The title of Lincoln’s narrative history on its brand new MCHP website is “That Pioneer Spirit.” It’s a fitting testimony–not only to the town’s proud and persevering history, but to the Lincoln team’s penchant for breaking new ground.
Last fall, Lincoln was the first of the eight MCHP teams to hold its community conversation event to announce the project. Some of the methods employed at the event–feedback-generating posters, for example–were quickly adopted by other teams that followed Lincoln’s lead. The event also drew the largest crowd of the eight events with roughly 100 people in attendance.
Last night, Lincoln remained true to form by hosting the first of eight final celebrations and website unveilings. And they set the bar even higher for attendance–approximately 200 people made the cavernous Mattanawcook Junior High School gym seem downright cozy. (That’s about 4 percent of the town’s entire population, by the way.)
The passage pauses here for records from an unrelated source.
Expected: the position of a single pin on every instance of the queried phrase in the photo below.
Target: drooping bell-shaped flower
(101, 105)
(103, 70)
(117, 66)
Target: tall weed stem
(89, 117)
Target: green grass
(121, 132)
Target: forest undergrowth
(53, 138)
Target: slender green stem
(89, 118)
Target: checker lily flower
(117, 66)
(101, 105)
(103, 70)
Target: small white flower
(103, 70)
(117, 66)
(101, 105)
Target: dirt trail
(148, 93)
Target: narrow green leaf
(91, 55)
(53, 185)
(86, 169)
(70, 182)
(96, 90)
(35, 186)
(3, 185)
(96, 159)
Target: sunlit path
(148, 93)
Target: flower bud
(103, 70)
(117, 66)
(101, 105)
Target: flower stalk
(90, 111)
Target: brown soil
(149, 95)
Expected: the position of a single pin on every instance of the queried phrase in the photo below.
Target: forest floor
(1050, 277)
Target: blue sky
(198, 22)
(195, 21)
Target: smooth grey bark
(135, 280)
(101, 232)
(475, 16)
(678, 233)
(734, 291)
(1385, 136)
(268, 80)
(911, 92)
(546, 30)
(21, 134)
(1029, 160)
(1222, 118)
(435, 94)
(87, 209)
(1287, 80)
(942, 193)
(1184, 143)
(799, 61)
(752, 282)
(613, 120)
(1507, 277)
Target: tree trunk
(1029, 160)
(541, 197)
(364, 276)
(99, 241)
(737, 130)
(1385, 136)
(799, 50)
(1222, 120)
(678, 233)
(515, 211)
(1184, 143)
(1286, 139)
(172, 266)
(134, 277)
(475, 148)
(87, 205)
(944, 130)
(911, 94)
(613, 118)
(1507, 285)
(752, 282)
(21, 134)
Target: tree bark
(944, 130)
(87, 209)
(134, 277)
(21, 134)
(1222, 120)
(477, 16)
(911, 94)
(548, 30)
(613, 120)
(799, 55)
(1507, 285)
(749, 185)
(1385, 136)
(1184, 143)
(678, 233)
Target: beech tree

A variety of speakers opened the evening. These included MJHS Assistant Principal Anita McCafferty; teacher and MCHP team leader Heidi Harris; Lincoln Historical past and current presidents, Jeannette King and Bonnie Gray, respectively; and five students representing the nearly 180 who participated in some way in the project (a ground-breaking feat in and of itself). The speakers were followed by an unveiling of the website, and an opportunity for audience members to view portions of it from several tables of laptops. A celebratory cake and teeming bowls of fruit salad (well-received on this hot and humid evening) topped off the festivities.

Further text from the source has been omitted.